EVGA GTX 1070 FTW BSoD crashes due to "nvlddmkm.sys"

Ph.D

Limp Gawd
Joined
Jul 9, 2010
Messages
190
Hello there,

Today I had a BSoD out of the blue (heh). The BSoD mentioned "nvlddmkm.sys" (I did not manage to get the entire error code but if the BSoD happens again I'll be sure to write it down.) so I looked it up and found many people having issues dating back to 2009. I then set out to try some of the (least extreme) fixes that have been suggested over the years.

I uninstalled all Nvidia drivers, then used driver sweeper to clean the remnants and reinstalled the latest Nvidia GPU drivers (375.70, Release date: 10/28/2016). Sadly I got another BSoD shortly after performing the clean installation of the drivers and now I'm getting what appears to be tearing when scrolling up or down or watching moving images.

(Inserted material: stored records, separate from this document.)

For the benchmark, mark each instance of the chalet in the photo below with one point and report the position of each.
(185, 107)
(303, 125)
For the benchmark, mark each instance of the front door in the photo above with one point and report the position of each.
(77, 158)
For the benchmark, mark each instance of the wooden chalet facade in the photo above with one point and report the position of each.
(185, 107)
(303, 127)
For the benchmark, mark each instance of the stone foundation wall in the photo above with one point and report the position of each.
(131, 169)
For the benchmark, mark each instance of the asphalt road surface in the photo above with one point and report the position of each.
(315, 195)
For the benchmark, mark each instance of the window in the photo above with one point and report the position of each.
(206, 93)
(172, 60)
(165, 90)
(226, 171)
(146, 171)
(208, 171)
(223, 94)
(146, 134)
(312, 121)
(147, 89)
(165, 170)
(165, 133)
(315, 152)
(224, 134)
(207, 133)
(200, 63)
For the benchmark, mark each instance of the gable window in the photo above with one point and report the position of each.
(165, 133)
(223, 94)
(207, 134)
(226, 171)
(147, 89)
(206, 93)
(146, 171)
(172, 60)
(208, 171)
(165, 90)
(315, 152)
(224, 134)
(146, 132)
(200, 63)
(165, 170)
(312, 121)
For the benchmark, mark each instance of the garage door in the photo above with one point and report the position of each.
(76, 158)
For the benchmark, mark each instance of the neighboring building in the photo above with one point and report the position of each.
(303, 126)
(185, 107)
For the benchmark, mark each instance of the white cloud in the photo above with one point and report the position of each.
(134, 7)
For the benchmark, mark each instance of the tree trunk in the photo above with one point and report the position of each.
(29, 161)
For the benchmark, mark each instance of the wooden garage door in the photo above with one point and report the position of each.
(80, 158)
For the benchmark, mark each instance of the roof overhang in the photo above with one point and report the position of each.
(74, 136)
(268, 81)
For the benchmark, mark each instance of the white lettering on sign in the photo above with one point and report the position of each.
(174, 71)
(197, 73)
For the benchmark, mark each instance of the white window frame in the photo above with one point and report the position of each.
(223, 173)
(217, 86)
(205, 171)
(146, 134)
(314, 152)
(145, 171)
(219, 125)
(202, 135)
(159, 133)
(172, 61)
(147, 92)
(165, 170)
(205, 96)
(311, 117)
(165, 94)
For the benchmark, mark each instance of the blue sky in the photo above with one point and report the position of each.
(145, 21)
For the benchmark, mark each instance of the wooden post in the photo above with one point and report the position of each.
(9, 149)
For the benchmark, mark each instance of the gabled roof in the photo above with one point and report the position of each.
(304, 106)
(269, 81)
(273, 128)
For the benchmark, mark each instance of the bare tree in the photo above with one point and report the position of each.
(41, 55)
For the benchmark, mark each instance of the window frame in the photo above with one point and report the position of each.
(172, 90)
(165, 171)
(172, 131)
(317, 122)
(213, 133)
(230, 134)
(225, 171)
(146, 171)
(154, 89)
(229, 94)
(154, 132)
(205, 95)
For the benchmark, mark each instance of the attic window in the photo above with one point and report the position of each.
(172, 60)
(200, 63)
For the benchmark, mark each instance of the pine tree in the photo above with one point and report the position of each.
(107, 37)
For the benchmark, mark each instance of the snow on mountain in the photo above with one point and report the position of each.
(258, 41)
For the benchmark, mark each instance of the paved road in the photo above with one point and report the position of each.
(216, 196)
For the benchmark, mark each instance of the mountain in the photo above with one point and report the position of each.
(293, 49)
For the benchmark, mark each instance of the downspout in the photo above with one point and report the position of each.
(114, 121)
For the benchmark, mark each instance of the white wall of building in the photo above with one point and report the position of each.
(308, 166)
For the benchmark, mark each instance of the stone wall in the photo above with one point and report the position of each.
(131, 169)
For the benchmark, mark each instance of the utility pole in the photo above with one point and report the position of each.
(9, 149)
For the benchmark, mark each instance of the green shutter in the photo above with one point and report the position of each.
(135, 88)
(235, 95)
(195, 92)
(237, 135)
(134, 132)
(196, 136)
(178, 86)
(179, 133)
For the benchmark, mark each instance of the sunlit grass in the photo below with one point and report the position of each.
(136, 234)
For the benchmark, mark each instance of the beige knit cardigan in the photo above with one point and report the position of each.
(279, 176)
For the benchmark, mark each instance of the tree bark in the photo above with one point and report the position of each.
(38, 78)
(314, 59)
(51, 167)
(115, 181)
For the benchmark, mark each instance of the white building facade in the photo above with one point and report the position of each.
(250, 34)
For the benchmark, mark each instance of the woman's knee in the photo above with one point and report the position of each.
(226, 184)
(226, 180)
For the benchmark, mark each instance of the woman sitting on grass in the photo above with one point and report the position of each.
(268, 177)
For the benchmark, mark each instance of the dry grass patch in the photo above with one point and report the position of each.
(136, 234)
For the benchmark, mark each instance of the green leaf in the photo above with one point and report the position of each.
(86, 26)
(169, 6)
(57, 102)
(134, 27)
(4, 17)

Here is an example of the what I assume to be tearing during a video:
sTg7tpu.jpg


Things of note:

- The BSoDs happen at seemingly random times but possibly always while a video is playing.

- The GPU temperature, usage or fan speed do not spike when the BSoD happens.

- I also wanted to try http://ccm.net/faq/6210-how-to-fix-an-nvlddmkm-sys-error-message
but not only do I not have c:\Nvidia I also do not have (or at least can't find) the "nvlddmkm.sy" file described in that post.

- The most recent changes I have made to the PC are getting this GPU in September and disabling the nasty Nvidia telemetry processes described here: http://www.majorgeeks.com/news/stor...o_latest_drivers_heres_how_to_disable_it.html

- Oh and yes I know this is one of the infamous EVGA FTW cards and I have already submitted the request for new thermal pads. Whether today's issues are related to the GPU model I do not know.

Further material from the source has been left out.